Three major prediction-market operators — Kalshi, Polymarket and Crypto.com — formed a “Fair Markets Coalition” and filed suit in Kentucky on June 13, challenging the state's first-in-the-nation 14.25% transaction tax as discriminatory, unconstitutional and pre-empted by federal law. The complaint highlights that traditional horse-race betting faces a 9.75% rate, a gap of nearly 46%, arguing the state shields a favored incumbent industry. Kalshi warned the levy would push users toward unregulated illegal platforms, stressing its status as a federally CFTC-regulated US company. Kentucky's attorney general vowed to defend the statute, escalating a widening state-versus-federal legal battle over prediction markets.

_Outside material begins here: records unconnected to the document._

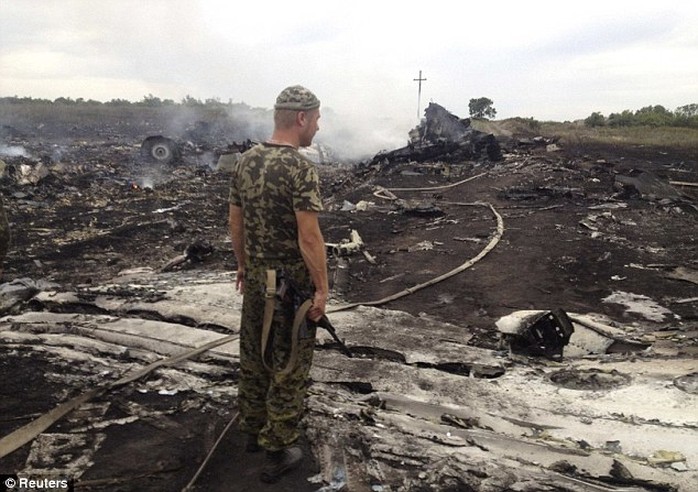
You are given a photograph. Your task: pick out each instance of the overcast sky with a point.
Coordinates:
(550, 60)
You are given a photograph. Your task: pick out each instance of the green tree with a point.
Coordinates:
(595, 119)
(687, 111)
(151, 101)
(482, 108)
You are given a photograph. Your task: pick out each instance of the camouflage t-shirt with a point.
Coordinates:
(270, 183)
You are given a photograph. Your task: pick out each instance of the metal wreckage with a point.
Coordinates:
(489, 356)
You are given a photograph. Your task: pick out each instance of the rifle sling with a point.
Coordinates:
(298, 320)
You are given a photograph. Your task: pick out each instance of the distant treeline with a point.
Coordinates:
(149, 101)
(683, 116)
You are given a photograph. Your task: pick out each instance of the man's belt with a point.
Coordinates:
(298, 319)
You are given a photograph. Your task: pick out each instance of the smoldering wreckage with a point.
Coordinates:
(521, 317)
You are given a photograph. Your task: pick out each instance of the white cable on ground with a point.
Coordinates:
(493, 242)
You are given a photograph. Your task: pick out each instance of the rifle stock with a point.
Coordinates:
(289, 291)
(324, 322)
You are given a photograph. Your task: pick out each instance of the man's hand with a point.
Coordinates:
(317, 310)
(240, 280)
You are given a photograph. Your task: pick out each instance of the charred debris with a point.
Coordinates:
(560, 401)
(442, 136)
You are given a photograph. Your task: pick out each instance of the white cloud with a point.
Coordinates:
(541, 58)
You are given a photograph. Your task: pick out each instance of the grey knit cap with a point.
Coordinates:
(297, 98)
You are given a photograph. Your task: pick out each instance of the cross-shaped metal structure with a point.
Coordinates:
(419, 94)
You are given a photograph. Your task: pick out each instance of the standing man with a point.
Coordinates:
(274, 206)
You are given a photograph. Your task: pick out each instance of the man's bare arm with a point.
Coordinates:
(237, 236)
(312, 246)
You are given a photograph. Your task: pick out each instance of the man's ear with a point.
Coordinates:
(301, 118)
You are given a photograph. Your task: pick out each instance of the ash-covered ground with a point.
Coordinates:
(596, 230)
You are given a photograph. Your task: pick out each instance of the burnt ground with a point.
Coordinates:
(572, 236)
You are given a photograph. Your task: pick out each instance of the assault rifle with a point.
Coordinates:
(289, 291)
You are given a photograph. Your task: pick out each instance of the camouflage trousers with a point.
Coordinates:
(271, 404)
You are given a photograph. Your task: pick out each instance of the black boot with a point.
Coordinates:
(252, 446)
(280, 462)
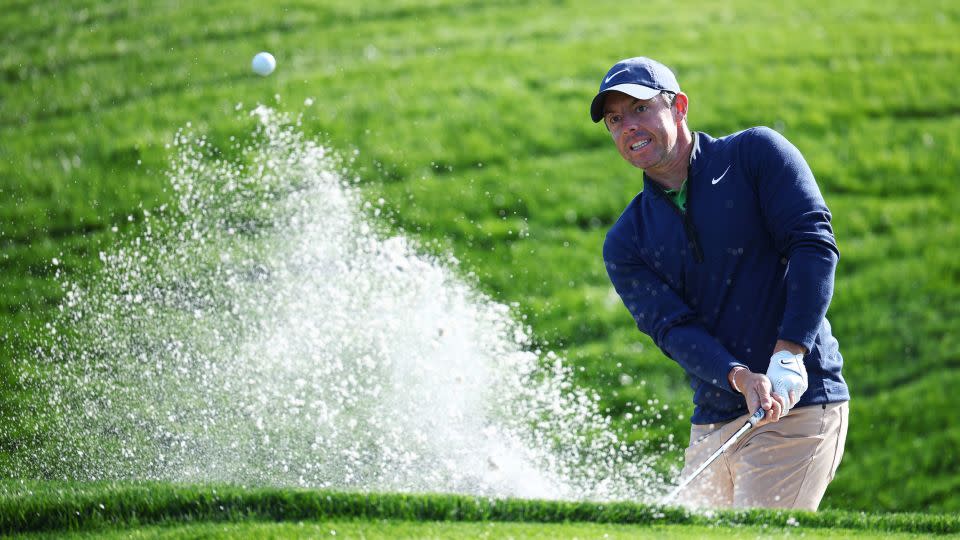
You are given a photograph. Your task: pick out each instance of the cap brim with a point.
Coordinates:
(632, 90)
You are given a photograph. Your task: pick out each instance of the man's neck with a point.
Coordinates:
(674, 173)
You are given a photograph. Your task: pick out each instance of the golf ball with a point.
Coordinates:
(264, 63)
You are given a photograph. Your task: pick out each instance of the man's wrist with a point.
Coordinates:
(784, 345)
(732, 378)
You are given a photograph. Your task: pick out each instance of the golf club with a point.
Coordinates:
(750, 423)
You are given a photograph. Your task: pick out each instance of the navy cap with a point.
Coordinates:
(639, 77)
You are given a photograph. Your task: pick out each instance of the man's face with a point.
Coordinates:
(645, 131)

The same Anthropic shutdown spawned a fresh Polymarket contract asking when Claude Fable 5 will be restored for US users, drawing roughly $400,000 in volume within hours. Traders priced a 12% chance of a return before June 15, 56% before June 22, and 75% before July 1, after a presidential technology adviser suggested patching a jailbreak vulnerability could bring the model back online. Anthropic countered that the flaw was narrow and non-universal, noting identical weaknesses exist in rival public models that escaped export controls. The dispute illustrates how prediction markets now price regulatory and policy outcomes in near real time, hours ahead of official confirmation.

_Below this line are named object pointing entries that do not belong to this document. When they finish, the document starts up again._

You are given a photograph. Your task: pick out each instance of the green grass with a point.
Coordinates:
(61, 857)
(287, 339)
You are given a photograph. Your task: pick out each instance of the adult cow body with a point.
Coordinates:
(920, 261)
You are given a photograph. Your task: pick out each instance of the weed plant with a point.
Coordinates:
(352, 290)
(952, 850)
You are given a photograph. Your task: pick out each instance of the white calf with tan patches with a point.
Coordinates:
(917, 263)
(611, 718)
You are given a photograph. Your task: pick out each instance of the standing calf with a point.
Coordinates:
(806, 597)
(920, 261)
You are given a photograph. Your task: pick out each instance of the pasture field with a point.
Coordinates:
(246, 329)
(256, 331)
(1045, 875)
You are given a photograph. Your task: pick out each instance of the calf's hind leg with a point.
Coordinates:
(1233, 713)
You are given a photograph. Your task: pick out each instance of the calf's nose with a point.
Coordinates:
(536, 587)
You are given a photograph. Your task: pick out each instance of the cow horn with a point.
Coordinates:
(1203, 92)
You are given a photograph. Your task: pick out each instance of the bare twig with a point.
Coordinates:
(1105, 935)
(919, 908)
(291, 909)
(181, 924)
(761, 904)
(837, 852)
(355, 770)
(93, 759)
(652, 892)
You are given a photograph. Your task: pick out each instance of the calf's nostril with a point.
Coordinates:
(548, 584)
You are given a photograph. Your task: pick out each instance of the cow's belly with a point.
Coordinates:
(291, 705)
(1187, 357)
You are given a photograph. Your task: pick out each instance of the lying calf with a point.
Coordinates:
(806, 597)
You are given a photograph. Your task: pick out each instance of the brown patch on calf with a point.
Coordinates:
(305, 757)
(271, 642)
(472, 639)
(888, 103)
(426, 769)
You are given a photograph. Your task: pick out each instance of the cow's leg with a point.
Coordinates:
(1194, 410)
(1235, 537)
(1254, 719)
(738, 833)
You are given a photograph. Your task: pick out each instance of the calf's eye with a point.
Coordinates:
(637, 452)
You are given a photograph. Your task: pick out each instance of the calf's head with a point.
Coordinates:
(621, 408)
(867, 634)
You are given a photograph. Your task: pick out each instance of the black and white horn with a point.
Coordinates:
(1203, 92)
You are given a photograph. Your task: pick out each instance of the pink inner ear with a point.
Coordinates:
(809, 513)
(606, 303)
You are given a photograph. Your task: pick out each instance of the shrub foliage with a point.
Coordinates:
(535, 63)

Hopes of signing the CLARITY Act into law by July 4 are fading, with seasoned observers calling the timeline logistically impossible. The bill would need a bipartisan ethics compromise, reconciliation of conflicting Banking and Agriculture Committee drafts, 60 Senate votes to clear a filibuster, and passage through both chambers within two weeks. The Senate Banking Committee advanced the measure 15-9 on May 14, but the ethics provision — barring the president, vice president and their families from certain digital-asset dealings — directly targets the Trump family's expanding crypto interests, leaving the two parties far apart. Enforceable implementing rules would not arrive until 2027 regardless of the headline date.
SpaceX laid out an aggressive orbital-compute roadmap, positioning its newly unveiled AI1 datacenter satellite as the first step toward terawatt-scale space-based AI. The plan hinges on “Terafab,” a proposed chip plant spanning 100 million square feet — ten times Tesla's Texas Gigafactory — targeting one billion roughly 1-kilowatt AI chips annually. Elon Musk outlined annualized orbital-compute milestones of 1 GW by late 2027, 10 GW by mid-2028, 100 GW by mid-2029 and an ultimate 1 TW near 2030, equivalent to twice current US electricity consumption. A single AI1 satellite delivers about 120 kW of sustained compute through a 70-meter wingspan linked at 1 Tbps.

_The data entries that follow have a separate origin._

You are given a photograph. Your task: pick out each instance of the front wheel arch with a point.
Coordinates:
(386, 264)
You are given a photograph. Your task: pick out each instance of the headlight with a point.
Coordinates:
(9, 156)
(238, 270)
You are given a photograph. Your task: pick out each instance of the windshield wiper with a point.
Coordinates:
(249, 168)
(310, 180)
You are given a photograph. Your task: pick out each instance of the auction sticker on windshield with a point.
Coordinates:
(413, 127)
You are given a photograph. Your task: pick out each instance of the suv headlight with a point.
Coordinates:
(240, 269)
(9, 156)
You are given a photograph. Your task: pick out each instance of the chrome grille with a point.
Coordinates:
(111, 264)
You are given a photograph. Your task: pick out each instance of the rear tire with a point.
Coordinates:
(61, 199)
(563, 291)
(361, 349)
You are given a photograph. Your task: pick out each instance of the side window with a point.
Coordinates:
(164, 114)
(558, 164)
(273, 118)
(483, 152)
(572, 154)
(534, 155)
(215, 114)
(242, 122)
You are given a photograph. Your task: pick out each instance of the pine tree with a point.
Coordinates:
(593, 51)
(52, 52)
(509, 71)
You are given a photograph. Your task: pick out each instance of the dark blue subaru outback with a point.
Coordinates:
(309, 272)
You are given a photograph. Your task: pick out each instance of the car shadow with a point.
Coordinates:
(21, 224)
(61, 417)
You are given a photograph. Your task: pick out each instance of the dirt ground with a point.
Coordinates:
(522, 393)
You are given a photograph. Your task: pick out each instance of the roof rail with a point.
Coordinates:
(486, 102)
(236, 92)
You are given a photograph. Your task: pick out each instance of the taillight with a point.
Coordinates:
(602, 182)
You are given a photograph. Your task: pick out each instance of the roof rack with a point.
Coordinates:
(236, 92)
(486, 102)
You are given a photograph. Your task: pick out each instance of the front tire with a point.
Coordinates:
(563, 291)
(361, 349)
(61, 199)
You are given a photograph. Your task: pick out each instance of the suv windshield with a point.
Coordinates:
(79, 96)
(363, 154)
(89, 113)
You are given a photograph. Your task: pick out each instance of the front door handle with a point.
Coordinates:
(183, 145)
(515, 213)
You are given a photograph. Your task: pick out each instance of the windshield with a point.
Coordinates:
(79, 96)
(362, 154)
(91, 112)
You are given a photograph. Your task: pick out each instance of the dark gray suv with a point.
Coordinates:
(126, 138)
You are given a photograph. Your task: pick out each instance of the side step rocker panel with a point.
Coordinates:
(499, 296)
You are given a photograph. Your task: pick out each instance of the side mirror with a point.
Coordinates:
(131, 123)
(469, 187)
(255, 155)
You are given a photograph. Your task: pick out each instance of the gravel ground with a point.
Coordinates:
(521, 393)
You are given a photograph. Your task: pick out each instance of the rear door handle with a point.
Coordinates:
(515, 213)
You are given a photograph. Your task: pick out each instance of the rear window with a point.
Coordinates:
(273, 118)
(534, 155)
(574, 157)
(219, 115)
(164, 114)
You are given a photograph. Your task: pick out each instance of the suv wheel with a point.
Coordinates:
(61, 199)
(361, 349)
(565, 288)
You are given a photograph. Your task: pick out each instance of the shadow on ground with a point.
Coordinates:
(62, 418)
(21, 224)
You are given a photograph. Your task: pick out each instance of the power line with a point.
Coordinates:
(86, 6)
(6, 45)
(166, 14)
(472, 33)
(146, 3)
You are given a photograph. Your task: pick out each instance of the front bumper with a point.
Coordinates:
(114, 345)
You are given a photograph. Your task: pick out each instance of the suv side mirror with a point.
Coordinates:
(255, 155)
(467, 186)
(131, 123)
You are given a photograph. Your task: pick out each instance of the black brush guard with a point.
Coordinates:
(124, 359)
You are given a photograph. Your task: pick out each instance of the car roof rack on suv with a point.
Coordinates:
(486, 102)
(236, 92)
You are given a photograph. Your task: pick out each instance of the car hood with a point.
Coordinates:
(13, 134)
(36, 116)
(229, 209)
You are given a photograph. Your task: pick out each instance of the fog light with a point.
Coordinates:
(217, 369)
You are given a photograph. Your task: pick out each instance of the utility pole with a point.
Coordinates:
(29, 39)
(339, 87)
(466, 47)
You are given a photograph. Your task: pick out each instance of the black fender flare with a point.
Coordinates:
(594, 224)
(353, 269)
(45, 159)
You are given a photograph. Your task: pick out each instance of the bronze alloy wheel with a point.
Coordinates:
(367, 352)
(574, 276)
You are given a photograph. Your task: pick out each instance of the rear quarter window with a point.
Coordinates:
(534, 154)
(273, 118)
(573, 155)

These stories trace a single arc: the boundary between centralized control and permissionless systems is being repriced across AI, markets and law at once. COINOTAG's aggregate market data underscores the caution — the Fear & Greed Index sits at 18, deep in extreme fear, while Bitcoin dominance holds at 70.5% as capital concentrates in the majors and total crypto market capitalization stands near $1.83 trillion. The Commerce Department's power to disable a flagship model, confirmed by the official export-control order, is the same force prediction-market traders and decentralized-AI tokens are now pricing. In a deepening bear market, censorship-resistant infrastructure is being valued less on capability than on the simple fact that it cannot be turned off.